Je m'attarderai quelques instants sur cet amendement ainsi que sur les suivants qui traitent du même sujet. Avant d'aborder le fond, je voudrais rappeler les raisons qui ont conduit la commission, dans sa grande sagesse, à adopter l'amendement à l'origine de l'alinéa 36 concerné.
Dans le cadre d'une admission en soins sans consentement à la demande d'un tiers ou en cas de péril imminent, le directeur de l'établissement de santé est tenu de suivre l'avis du psychiatre et de mettre fin à la mesure de soins dès que celui-ci atteste que les conditions ne sont plus réunies. Les compétences sont liées.
Dans le cadre d'une admission en soins sur décision du représentant de l'État, celui-ci garde toujours la main sur la décision finale, quelle que soit la proposition du psychiatre. Cela tient à la spécificité de l'hospitalisation d'office, dans laquelle entrent en ligne de compte non seulement des considérations sanitaires, mais aussi d'ordre public. Néanmoins, du point de vue de la liberté individuelle, il n'est pas apparu totalement satisfaisant à la commission des affaires sociales que la logique de l'ordre public l'emporte systématiquement sur la logique sanitaire et qu'une personne puisse être maintenue en soins psychiatriques sans consentement contre avis médical.
Ce qui peut se concevoir dans le cadre de décisions relatives à la forme de prise en charge du patient, où le préfet prend sa décision à la fois au vu des recommandations des certificats médicaux et compte tenu des exigences liées à la sûreté des personnes et à l'ordre public, conformément au III de l'article L. 3213-3, devient nettement plus contestable, et pour tout dire choquant, lorsque le psychiatre atteste que les conditions ayant justifié l'admission en soins ne sont plus remplies et que la levée peut être ordonnée. Un patient pour lequel le psychiatre a attesté que la mesure de soins sous contrainte ne se justifiait plus pourrait donc être maintenu en soins sous contrainte, en l'absence de raisons médicales.
C'est pourquoi la commission des affaires sociales a prévu une saisine automatique du juge lorsque la décision du préfet ne suit pas la recommandation du psychiatre s'agissant de la levée de la mesure de soins.
Je considère en revanche que la rédaction adoptée en commission peut être améliorée de manière à concentrer l'action du juge sur les situations les plus contestables et à éviter que celui-ci ne soit saisi dix, douze ou treize jours après l'admission alors même qu'il doit déjà se prononcer dans le cadre du contrôle automatique des quinze jours. C'est pourquoi l'amendement n° 120 propose que l'obligation faite au directeur de l'établissement de saisir le juge ne s'applique que pour les personnes en hospitalisation complète. Ce qui nous importe à tous, et Mme Fraysse l'a rappelé, c'est que la privation de liberté intervienne conformément au texte que nous examinons et à la décision du Conseil constitutionnel, aux termes de laquelle le juge doit statuer sur la privation complète de liberté et non pas sur la mesure de soins.

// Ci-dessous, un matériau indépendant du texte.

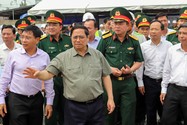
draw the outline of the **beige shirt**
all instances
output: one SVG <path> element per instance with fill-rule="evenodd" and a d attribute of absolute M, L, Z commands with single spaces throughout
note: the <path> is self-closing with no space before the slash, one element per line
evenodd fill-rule
<path fill-rule="evenodd" d="M 88 48 L 84 57 L 74 48 L 60 53 L 46 69 L 55 75 L 62 72 L 65 98 L 78 102 L 95 99 L 101 95 L 102 77 L 111 74 L 104 56 L 92 48 Z"/>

Quant à l'amendement n° 121 , il prévoit que cette saisine n'a pas lieu d'être en amont de la saisine automatique des quinze jours. Dans un souci de respect du juge et de prise en compte des difficultés de la démographie judiciaire, il est quelque peu exagéré de prévoir un recours automatique au juge à dix ou onze jours alors qu'il sera systématiquement saisi à quinze jours. De toute façon, il n'interviendra pas avant cette période.
Dans ces conditions, vous comprendrez que je sois défavorable à l'amendement n° 34 de M. Garraud, même si je l'apprécie dans la mesure où sa rédaction est très proche d'un amendement de repli que j'avais moi-même déposé en commission au cas où la disposition n'aurait pas été acceptée. Cet amendement est, en quelque sorte, une aide au recours individuel, une proposition très en deçà de la rédaction du texte issu de la commission des affaires sociales.
Sous réserve donc de l'adoption des deux amendements de précision que je vous propose, l'un visant l'hospitalisation complète, l'autre la saisine automatique du juge au-delà de quinze jours, il me semble plus sage d'en rester au texte adopté par la commission qui a longuement travaillé sur le sujet, et qui constitue, à notre avis, un point d'équilibre à conserver.
Cette avancée a été saluée à la fois par les soignants et par les associations de familles et de patients. Je tiens à votre disposition les courriels que j'ai reçus des patients, des familles et des soignants concernant le point d'équilibre que nous avons réussi à obtenir ensemble grâce à ces amendements.
Je vous remercie de votre compréhension, monsieur le président.